Para esta decisão, não terão sido considerados suficientemente relevantes os dados de diversos estudos publicados nos últimos anos sobre os resultados do tratamento com OCA na prática clínica. De facto, diversos estudos da vida real, de que são exemplo os das designadas “coorte ibérica” (Gomez et al, AP&T 2021;53(4):519-530; Gomez et al, AP&T 2024; 59(12):1604-1615) e “coorte italiana” (D’Amato et al, JHEP Rep 2021;3(2):100248), demonstraram haver melhoria bioquímica e diminuição da probabilidade de eventos hepáticos nos doentes com resposta ao OCA. A prática clínica tem também demonstrado que o tratamento com OCA é seguro em doentes com função hepática normal, que não tenham evidência de hipertensão portal clinicamente significativa ou história de descompensação hepática prévia. São fatores de risco para desenvolver complicações relacionadas com o tratamento a presença de hipertensão portal clinicamente significativa e de bilirrubina superior a 1,4 mg/dl (De Vincentis et al, Liver Int 2022;42(11):2453-2465 e Ampuero et al, Hepatology 2024 Mar 6), casos em que o fármaco não deve ser usado.

Portanto, os doentes que os hepatologistas portugueses têm tratado com OCA foram-no conforme o estado da arte e seguindo as recomendações da European Association for the Study of the Liver, com aparente benefício para a evolução da sua doença e sem correr nenhum risco inaceitável, pelo que não se justifica neste momento qualquer alarme quanto à sua segurança.

Assim, até que a atual decisão do CHMP venha a ser ratificada pela Comissão Europeia, a APEF sugere que os doentes possam manter o tratamento com OCA, devendo ser informados e tranquilizados acerca da segurança e eficácia do medicamento na vida real.

Confirmando-se a decisão final, no mesmo sentido, da Comissão Europeia, será um desafio para os clínicos que seguem doentes com CBP gerirem a doença e as suas expectativas, pois não existe outra terapêutica de 2.ª linha aprovada para os doentes sem resposta ou com resposta incompleta ao ácido ursodesoxicólico ou intolerantes ao mesmo. Os novos fármacos apontados como possíveis alternativas, nomeadamente o elafibranor e o seladelpar, não estão ainda disponíveis, e as alternativas terapêuticas que têm sido usadas em off-label, com destaque para o bezafibrato, não serão certamente solução para todos os casos e também apresentam alguns riscos e contraindicações.

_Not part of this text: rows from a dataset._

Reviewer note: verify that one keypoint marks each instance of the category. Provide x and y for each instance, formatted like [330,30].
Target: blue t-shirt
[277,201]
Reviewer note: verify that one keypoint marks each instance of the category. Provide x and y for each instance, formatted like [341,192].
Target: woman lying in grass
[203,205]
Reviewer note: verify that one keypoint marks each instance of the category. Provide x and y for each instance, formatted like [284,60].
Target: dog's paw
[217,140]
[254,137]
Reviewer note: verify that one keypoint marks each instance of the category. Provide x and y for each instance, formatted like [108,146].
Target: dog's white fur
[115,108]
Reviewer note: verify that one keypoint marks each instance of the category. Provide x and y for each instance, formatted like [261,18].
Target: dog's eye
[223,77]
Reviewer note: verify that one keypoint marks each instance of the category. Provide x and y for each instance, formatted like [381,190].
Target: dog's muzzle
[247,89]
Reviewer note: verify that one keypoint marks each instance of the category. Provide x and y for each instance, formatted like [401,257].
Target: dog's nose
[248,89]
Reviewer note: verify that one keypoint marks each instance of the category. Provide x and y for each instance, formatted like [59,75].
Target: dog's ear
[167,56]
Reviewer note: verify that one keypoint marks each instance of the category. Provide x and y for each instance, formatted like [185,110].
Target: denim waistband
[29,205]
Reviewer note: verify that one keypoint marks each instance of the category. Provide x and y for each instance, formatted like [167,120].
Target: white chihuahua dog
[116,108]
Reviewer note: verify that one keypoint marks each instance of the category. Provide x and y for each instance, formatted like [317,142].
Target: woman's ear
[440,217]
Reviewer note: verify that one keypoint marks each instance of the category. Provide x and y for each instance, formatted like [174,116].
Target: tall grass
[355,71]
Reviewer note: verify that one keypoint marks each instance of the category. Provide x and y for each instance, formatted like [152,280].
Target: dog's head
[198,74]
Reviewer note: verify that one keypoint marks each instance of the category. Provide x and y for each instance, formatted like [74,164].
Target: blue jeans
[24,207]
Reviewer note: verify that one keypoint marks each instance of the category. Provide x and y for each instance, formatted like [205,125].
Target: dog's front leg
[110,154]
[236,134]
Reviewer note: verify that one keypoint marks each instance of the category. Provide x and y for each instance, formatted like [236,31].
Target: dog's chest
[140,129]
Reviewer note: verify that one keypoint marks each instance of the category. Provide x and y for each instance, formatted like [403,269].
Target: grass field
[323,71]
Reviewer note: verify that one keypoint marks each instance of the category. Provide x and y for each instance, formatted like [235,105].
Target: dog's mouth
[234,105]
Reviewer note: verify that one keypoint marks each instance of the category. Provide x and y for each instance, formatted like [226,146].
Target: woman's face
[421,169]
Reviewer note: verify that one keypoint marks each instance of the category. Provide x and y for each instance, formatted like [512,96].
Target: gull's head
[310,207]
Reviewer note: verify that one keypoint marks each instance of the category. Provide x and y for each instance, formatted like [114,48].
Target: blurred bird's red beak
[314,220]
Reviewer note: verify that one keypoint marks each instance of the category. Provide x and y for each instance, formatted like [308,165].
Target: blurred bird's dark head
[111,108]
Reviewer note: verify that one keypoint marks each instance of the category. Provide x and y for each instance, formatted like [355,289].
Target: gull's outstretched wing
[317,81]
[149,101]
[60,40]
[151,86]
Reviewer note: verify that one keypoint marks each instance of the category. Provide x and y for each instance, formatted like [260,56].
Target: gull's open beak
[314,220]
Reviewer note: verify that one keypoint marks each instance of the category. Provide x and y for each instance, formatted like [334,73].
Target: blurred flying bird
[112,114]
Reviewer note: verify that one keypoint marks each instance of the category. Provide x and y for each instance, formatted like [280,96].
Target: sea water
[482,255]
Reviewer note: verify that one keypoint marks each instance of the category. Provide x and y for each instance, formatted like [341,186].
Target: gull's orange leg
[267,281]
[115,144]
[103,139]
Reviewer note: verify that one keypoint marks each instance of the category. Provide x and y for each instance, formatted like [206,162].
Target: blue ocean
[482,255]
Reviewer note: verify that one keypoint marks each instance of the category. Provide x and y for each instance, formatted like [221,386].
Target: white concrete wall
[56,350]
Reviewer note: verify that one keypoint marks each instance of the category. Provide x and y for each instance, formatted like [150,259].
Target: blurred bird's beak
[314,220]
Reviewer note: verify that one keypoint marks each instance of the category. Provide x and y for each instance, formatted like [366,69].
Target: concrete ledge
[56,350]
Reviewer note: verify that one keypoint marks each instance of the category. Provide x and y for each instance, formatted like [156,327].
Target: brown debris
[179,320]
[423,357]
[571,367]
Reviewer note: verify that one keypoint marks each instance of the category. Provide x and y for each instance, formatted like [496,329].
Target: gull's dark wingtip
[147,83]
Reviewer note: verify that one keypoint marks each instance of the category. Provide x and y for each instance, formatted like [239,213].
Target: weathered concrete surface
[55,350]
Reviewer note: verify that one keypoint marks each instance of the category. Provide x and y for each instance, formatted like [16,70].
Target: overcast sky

A EMA deixa em aberto a possibilidade de a companhia farmacêutica titular da AIM poder manter o tratamento através de programas de utilização compassiva para os doentes que necessitem de manter o tratamento com OCA, mas essa é uma possibilidade que não podemos por agora confirmar. De qualquer modo, é opinião da APEF que, aos doentes já em tratamento com OCA, deveria ser dada a oportunidade de o continuarem, se essa for a decisão do seu médico assistente e se os próprios o desejarem.

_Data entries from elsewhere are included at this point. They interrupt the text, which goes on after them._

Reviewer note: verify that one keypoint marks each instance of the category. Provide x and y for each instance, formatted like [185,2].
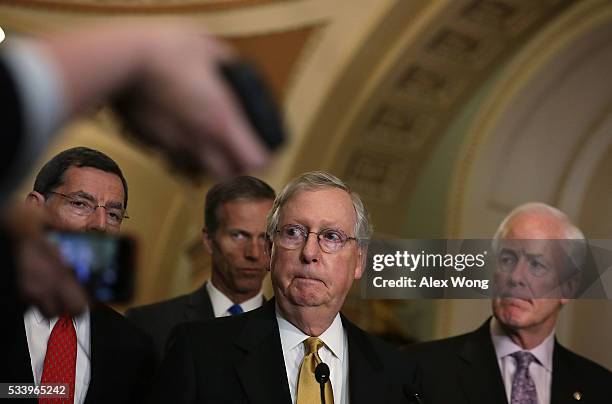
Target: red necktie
[60,359]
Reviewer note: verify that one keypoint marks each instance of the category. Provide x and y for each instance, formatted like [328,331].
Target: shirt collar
[78,320]
[221,302]
[504,345]
[291,336]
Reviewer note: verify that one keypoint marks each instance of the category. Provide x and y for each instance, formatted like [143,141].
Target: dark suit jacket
[239,360]
[464,370]
[122,359]
[158,319]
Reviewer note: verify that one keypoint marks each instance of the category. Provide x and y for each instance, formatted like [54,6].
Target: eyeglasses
[508,261]
[82,206]
[294,236]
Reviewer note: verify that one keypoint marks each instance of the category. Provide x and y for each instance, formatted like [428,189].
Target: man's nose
[254,250]
[311,251]
[97,220]
[518,275]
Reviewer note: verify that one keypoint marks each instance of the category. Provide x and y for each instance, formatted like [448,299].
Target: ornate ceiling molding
[554,59]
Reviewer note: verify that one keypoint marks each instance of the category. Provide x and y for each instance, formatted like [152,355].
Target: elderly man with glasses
[297,348]
[98,354]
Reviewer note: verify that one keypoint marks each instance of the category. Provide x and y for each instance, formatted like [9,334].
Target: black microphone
[322,376]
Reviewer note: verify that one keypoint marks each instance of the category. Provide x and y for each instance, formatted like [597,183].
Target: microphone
[322,377]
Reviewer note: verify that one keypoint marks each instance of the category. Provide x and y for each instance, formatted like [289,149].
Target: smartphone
[103,264]
[256,100]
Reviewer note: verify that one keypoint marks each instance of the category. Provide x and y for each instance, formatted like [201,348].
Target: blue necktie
[235,309]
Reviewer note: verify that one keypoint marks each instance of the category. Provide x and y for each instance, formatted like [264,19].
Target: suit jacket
[240,360]
[121,359]
[464,370]
[158,319]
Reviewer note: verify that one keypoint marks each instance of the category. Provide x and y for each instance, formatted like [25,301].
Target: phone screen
[103,264]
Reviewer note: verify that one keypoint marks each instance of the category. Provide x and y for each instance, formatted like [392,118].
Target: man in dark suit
[514,357]
[46,81]
[100,355]
[319,231]
[234,234]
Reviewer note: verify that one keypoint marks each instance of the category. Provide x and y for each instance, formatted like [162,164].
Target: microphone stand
[322,376]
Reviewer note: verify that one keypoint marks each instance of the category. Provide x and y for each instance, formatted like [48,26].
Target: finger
[236,136]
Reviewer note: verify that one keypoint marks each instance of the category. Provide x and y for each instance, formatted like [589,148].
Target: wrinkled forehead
[320,207]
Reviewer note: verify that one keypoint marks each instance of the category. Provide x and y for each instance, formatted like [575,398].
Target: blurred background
[442,114]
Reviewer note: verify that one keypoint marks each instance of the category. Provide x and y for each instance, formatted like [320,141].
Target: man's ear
[207,240]
[569,288]
[361,261]
[35,199]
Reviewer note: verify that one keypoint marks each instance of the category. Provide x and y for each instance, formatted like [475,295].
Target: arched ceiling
[369,87]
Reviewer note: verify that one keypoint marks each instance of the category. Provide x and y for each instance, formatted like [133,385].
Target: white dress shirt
[540,369]
[221,302]
[334,354]
[38,329]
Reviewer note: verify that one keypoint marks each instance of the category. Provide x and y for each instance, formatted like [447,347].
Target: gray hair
[576,250]
[315,180]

A APEF recomenda aos seus membros o máximo empenho no apoio aos seus doentes, à sua tranquilização e à gestão das suas expectativas.

Estaremos atentos ao evoluir da situação e voltaremos a pronunciar-nos quando justificado.

A APEF enviou aos seus membros, no dia 4 de julho de 2024, esta tomada de posição acerca da possibilidade de o fármaco Ácido Obeticólico vir a ser retirado do mercado europeu.

Outras sociedades científicas europeias manifestaram as mesmas dúvidas e preocupações.

Mais recentemente, também a EASL tornou pública a sua posição (https://easl.eu/news/ema-statement-oca/) e manifestou a esperança de que a recomendação do CHMP possa ser reconsiderada após uma avaliação cuidadosa de todas as evidências, tendo em conta a difícil situação em que muitos doentes na Europa se podem encontrar.